Thursday, February 7, 2008

connections between Locke and Sherlock Holmes

In the Phillips article it states “The mind (or "the understanding") is described in Locke's writings in very passive terms--the mind is a receptacle (an empty cabinet, a wax tablet, a piece of blotting paper) for storing whatever ideas come from experience.” This caught my eye having recently read the Study in Scarlet by Sir Arthur Conan Doyle in which the detective Sherlock Holmes states "I consider that a man's brain originally is like a little empty attic, and you have to stock it with such furniture as you choose. A fool takes in all the lumber of every sort that he comes across, so that the knowledge which might be useful to him gets crowded out, or at best is jumbled up with a lot of other things, so that he has a difficulty in laying his hands upon it.

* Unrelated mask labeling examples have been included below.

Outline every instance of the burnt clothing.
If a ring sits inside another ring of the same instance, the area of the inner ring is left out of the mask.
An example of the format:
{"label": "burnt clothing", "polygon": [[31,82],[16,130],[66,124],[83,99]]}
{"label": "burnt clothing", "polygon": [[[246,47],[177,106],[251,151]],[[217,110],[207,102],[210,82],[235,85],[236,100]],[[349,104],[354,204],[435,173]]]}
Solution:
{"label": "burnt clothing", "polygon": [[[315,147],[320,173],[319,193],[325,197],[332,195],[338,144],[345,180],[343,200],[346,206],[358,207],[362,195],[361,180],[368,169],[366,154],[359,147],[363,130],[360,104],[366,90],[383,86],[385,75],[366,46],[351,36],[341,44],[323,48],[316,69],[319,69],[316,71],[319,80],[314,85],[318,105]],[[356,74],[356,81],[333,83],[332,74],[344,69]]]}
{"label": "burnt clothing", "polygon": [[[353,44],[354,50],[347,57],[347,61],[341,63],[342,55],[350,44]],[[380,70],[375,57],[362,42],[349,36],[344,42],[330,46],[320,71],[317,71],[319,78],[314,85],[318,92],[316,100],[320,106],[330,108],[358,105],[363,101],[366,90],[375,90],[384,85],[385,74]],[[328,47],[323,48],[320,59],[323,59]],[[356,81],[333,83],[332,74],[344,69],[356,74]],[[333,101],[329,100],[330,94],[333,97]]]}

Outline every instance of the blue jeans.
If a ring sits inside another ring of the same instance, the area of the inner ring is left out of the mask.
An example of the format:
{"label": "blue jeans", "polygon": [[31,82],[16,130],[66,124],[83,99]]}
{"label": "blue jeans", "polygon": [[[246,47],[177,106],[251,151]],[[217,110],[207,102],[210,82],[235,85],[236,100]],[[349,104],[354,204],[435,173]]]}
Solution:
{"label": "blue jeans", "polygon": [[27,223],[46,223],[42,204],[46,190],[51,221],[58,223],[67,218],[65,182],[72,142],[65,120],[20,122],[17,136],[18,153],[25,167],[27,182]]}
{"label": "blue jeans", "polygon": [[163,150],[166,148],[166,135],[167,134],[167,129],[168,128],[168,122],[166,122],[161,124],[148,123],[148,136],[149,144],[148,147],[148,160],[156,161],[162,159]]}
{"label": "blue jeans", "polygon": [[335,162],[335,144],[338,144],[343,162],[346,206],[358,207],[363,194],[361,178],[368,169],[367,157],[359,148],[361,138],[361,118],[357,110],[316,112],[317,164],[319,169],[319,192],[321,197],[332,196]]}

Now the skillful workman is very careful indeed as to what he takes into his brain-attic. He will have nothing but the tools which may help him in doing his work, but of these he has a large assortment, and all in the most perfect order. It is a mistake to think that that little room has elastic walls and can distend to any extent. Depend upon it there comes a time when for every addition of knowledge you forget something that you knew before. It is of the highest importance, therefore, not to have useless facts elbowing out the useful ones." The connection was pretty immediate do the time periods line up for Doyle to have been influenced by Locke?